Ton enfant te rend le crayon après trente secondes de gribouillage frénétique, et quelque part un parent se demande tout bas s'il s'y prend mal. Ce n'est pas le cas, et l'enfant non plus. À deux et trois ans, colorier n'est pas une activité soignée au résultat bien net. C'est un exercice de tout le corps pour une main qui apprend encore ce que font les mains.
Ce guide est l'étape des tout-petits dans le guide complet du coloriage par âge : ce que ton enfant fait vraiment quand il colorie, ce qui change entre deux et quatre ans, et comment tout organiser pour que cela reste un plaisir au lieu d'un test que personne ne peut encore réussir.
Ce qu'un tout-petit fait vraiment avec un crayon
Regarde d'abord la prise. Un jeune tout-petit tient le crayon dans le poing et bouge depuis l'épaule et le coude, pas depuis les doigts. Les traits naissent du balancement de tout le bras : de grands arcs, des allers-retours, des ronds. Au cours des deux années suivantes, ce contrôle descend le long du bras, de l'épaule au coude, puis au poignet et aux doigts, et c'est pour cela que les mouvements fins arrivent plus tard et non plus tôt. Les ergothérapeutes décrivent un coloriage qui se développe dans cet ordre précis, des traits de tout le bras avec le poing vers un contrôle plus fin des doigts (The OT Toolbox).

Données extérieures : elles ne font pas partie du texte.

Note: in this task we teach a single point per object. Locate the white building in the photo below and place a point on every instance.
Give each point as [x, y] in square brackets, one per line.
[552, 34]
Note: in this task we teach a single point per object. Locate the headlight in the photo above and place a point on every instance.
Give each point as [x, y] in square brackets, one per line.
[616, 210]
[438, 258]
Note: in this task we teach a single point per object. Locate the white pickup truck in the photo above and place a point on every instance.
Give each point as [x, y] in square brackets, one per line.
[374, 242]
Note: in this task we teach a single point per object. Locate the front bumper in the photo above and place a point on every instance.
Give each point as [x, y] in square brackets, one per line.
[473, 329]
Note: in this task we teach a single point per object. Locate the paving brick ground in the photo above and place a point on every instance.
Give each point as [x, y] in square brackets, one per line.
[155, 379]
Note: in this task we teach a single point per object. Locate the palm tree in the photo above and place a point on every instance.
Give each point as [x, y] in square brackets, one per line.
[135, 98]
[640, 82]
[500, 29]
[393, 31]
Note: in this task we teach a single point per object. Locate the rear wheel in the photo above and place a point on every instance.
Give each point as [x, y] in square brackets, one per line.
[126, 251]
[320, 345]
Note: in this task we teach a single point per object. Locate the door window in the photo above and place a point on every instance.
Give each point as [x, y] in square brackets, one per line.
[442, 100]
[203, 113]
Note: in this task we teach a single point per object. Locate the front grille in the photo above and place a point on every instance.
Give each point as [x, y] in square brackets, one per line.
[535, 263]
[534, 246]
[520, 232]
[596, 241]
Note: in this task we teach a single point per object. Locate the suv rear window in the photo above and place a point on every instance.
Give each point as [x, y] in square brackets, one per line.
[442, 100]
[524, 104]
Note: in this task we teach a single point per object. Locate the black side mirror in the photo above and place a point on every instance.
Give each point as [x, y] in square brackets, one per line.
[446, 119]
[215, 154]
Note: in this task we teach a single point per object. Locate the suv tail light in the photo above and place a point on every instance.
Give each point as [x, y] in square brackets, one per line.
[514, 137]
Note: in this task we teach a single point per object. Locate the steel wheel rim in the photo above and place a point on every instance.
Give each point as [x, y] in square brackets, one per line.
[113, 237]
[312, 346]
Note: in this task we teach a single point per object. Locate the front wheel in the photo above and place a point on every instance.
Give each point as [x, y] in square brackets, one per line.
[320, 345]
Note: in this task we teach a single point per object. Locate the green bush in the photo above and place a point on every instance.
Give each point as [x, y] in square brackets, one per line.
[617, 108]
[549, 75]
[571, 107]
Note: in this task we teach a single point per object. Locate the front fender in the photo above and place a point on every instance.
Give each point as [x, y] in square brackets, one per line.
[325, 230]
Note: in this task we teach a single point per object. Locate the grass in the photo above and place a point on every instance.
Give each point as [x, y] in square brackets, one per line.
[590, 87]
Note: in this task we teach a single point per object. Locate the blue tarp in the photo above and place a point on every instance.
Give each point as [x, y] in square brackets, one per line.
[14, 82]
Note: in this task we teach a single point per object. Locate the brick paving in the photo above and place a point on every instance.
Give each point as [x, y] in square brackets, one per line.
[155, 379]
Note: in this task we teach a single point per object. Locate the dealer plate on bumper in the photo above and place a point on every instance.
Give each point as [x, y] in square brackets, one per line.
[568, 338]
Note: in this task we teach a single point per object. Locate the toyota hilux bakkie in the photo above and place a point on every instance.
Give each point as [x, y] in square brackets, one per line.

C'est aussi pour cela que le coloriage a la réputation d'entraîner la main très tôt. Le même travail d'attraper et d'appuyer qui remplit une page construit en silence la force et la coordination que ton enfant utilisera plus tard pour les boutons, les fermetures éclair et un crayon à papier. Nous approfondissons cela dans comment le coloriage renforce la concentration et la motricité fine, mais pour faire court : à cet âge, le mouvement est tout le but, et l'image n'est qu'un effet secondaire.